Humayun Zaman Khan (Note: Urdu: ) (31 January 1936 – 17 June 2019) was a Pakistani sportsman who took part in soccer, hockey, and cricket. He played first-class cricket from 1956 to 1971. He captained the cricket teams of Government College University, Lahore, in 1957 and Lahore Gymkhana Club until 1975.

==Early life==
Humayun Zaman Khan was born on 31 January 1936 in Jullundur into the renowned Burki Pashtun sports family. He was the eldest son of Khan Bahadur Mohammad Zaman Khan, who held the position of Post Master General, Punjab, in British India. Humayun's family produced notable cricket figures like Jahangir Khan and Baqa Jilani, and had a strong presence in various Olympic disciplines, especially hockey. Humayun's family built a seven-bedroom house in Lahore in 1940, becoming the second Muslim family in the Canal Bank area which is now known as Zaman Park. Humayun's father was an uncle of Iqbal Bano, Naima Khanum and Shaukat Khanum, who were the respective mothers of Javed Burki, Majid Khan, and Imran Khan — who all became captains of the Pakistan national cricket team.

==Personal life==
Humayun and his wife Farzana had four children. Farzana, a fellow Pashtun from the residence of Basti Shah Quli in Jullundur, came from the same neighborhood. One of their sons, Nasir Zaman Khan, is married to the daughter of Jamshed Burki.

==Cricket==
Coming from a typical Pathan background with a robust physique, Humayun excelled in sports at Aitchison College, playing cricket, football, and hockey. In cricket he was a stylish right-hand batsman, a medium-fast bowler, and an excellent slip fieldsman. He played cricket for Aitchison College, Government College (where he joined in 1953 and captained in 1957), and Lahore Gymkhana, where he served as captain until 1975.

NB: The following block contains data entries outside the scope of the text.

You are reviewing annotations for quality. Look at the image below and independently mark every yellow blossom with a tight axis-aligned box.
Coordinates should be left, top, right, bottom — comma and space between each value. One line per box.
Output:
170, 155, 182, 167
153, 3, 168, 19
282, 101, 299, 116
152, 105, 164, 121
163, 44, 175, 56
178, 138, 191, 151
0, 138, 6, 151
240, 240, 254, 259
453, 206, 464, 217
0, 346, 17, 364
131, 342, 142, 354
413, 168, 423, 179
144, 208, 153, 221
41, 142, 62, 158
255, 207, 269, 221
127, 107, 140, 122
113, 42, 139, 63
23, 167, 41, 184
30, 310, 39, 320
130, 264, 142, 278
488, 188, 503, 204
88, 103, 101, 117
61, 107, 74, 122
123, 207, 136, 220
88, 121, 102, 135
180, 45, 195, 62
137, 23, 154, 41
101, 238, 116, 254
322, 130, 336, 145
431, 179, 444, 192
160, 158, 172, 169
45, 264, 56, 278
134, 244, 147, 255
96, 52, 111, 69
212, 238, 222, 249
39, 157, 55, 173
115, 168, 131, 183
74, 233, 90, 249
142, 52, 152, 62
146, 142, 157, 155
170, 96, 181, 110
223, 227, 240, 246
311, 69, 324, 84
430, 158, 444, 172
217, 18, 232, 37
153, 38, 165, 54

Humayun's best first-class bowling performance was for Punjab in a semi-final of the Quaid-e-Azam Trophy in 1957–58, when he took 4 for 69 and 5 for 32 against Karachi C, as well as top-scoring with 57 not out in the second innings. Karachi C nevertheless won easily. His highest score was 151, when he captained Lahore A against Punjab University in 1969–70.

==Death==
After having a heart bypass at the age of 60, Humayun also dealt with diabetes, weight problems, knee and spine debilities, and mobility challenges. He died on 17 June 2019, aged 83.